Kings of the North - Elizabeth Moon [38]
“True.” The Marshal-General twisted in the saddle, stretching. “I’m hoping your military background will see the foolishness of letting them indulge—lean on—their privileged backgrounds.”
“Oh, yes,” Dorrin said. “I saw that with some of Kieri’s squires, and I have scant patience with it.”
They arrived at the border of Verrakai Domain in midafternoon, having spent two nights in Harway so Dorrin could thank the tailor and cobbler for their work on her court clothes and order the supplies she thought she’d need for the next few tendays. Somewhat to her surprise, her people had made real progress on the road from Harway while she was gone. It ran almost straight and, if not smooth, was much improved. One of Dorrin’s militia met them, this time politely.
“Lord Duke, welcome home.”
“I’m glad to be back, Jaren.” She was, in spite of her expectations. The woods were cooler than the fields had been; they camped that night in the new way-house she’d had built—still only a rough shelter of three walls and a roof, but at least it was rain proof.
The next evening they reached the house. Now sleek cows grazed in the water meadows near the stream; in the distance, the grain looked almost harvest-ready in the slanting golden light, though she knew it would be another three tendays at least. The house, blue-gray against the light, looked friendlier without the grim keep tower looming over it.
As they neared the house, Paks’s red horse lifted its muzzle from the grass and whinnied loudly. Paks appeared from the gate in the garden wall, trailed by a gaggle of children.
“Marshal-General!” she called, waving; she broke into a run, leaving the children behind.
The Marshal-General stiffened; her horse stopped abruptly. “That light!”
Dorrin said, “The sun’s glow?” It seemed especially golden that evening.
“It’s more than that,” the Marshal-General said.
“Dorrin,” Paks said, slowing to a walk. “How was it? Did the king like the crown and things?”
“It’s a long story,” Dorrin said. “I’ll tell it all, once we’ve bathed and eaten. You need to meet my new squires: Gwenno, Beclan, Daryan.”
She dismounted just in time to meet the swarm of children who had now caught up with Paks. “Auntie Dorrin! Auntie Dorrin!”
Dorrin looked at Paks, who shrugged. “They’re your family; they needed something to call you besides ‘my lord.’ ”
It made sense, but … Auntie? She supposed she was, to most of them, but she had never imagined herself as an auntie. From the looks on her squires’ faces, neither had they.

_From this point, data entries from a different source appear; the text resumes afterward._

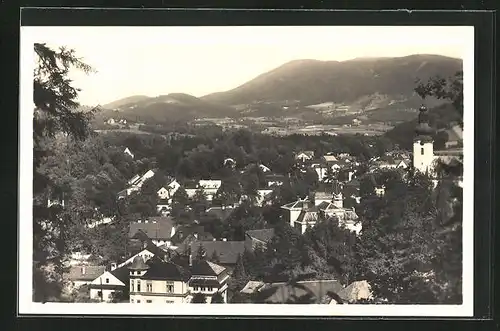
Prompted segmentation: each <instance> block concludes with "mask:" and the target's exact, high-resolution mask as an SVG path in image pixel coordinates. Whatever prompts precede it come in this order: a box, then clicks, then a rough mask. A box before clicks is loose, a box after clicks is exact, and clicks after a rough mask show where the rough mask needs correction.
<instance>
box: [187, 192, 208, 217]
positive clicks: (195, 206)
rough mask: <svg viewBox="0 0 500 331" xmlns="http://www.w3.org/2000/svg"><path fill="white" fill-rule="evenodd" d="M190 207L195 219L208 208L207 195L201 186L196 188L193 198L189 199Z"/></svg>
mask: <svg viewBox="0 0 500 331" xmlns="http://www.w3.org/2000/svg"><path fill="white" fill-rule="evenodd" d="M190 205H191V208H192V209H193V212H194V215H195V217H196V218H197V219H199V218H200V217H201V215H202V214H203V213H204V212H205V210H207V208H208V201H207V196H206V194H205V191H204V190H203V188H200V189H198V190H196V192H195V193H194V196H193V198H192V199H191V204H190Z"/></svg>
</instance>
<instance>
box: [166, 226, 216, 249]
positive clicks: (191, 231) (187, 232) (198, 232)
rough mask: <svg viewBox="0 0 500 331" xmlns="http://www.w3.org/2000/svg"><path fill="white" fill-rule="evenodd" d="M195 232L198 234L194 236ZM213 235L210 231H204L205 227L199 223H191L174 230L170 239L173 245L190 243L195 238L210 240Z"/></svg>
mask: <svg viewBox="0 0 500 331" xmlns="http://www.w3.org/2000/svg"><path fill="white" fill-rule="evenodd" d="M195 234H196V235H197V236H198V238H196V236H195ZM212 239H213V236H212V234H211V233H208V232H205V229H204V227H203V226H201V225H191V226H188V225H186V226H183V227H180V228H179V229H177V231H175V234H174V235H173V236H172V238H171V241H172V244H174V245H180V244H184V243H191V242H192V241H195V240H212Z"/></svg>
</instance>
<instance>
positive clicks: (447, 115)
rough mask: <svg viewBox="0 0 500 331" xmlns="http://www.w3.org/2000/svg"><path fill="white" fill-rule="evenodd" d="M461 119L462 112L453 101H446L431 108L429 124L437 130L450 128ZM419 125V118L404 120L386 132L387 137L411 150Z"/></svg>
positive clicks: (412, 145)
mask: <svg viewBox="0 0 500 331" xmlns="http://www.w3.org/2000/svg"><path fill="white" fill-rule="evenodd" d="M460 120H461V116H460V114H459V113H458V112H457V110H456V109H455V108H454V107H453V105H452V104H451V103H446V104H443V105H441V106H438V107H435V108H431V109H429V124H430V125H431V126H432V127H433V128H435V129H436V136H435V137H434V139H435V140H436V138H437V130H440V129H448V128H450V127H451V125H452V123H456V122H459V121H460ZM416 126H417V118H415V119H414V120H411V121H407V122H403V123H401V124H398V125H396V126H395V127H394V128H393V129H391V130H389V131H387V132H386V133H385V137H386V138H389V139H390V140H391V141H392V142H393V143H395V144H397V145H399V146H400V147H401V148H403V149H406V150H411V149H412V146H413V138H414V136H415V128H416Z"/></svg>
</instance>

“Paks said you’d come back. We worried,” Alis said.
“She taught us lots, while you were gone,” Jedrah said. “So did Captain Selfer. I can figure how many mules for a cohort supply train!”
“And we played outside and learned how to pick caterpillars off the cabbages—and swim—well, some of us—”
“And when Mardi and Seli got in a fight, they weren’t whipped,” Mila said, leaning into Dorrin’s side. “I know you said it would be different, but when you left, I thought maybe it would go back—but—but we’re not scared now. Paks made them share a meal, and now they’re friends again. And we can play with the servants’ children if we want, and they can play with us.”
“And nobody’s been sick all summer, m’lord,” the nursery-maid said. “No fevers at all.”
The children chattered all the way back inside until one of the nursery-maids, catching a nod from Dorrin, sent them all upstairs “so the adults can hear themselves.”
That night, for the first time, the old house felt like home, a home she could want to live in for the rest of her life. Selfer joined them for supper, another link to her old life; he and Paks had become friends, it seemed, in the time she’d been away. After supper, the three squires joined the elders around the table, and they talked late into the night, when a thunderstorm blew up from the north.
Next morning, Dorrin showed the Marshal-General where the old keep had been.
“You did right to burn it out,” the Marshal-General said. “When did you do it?”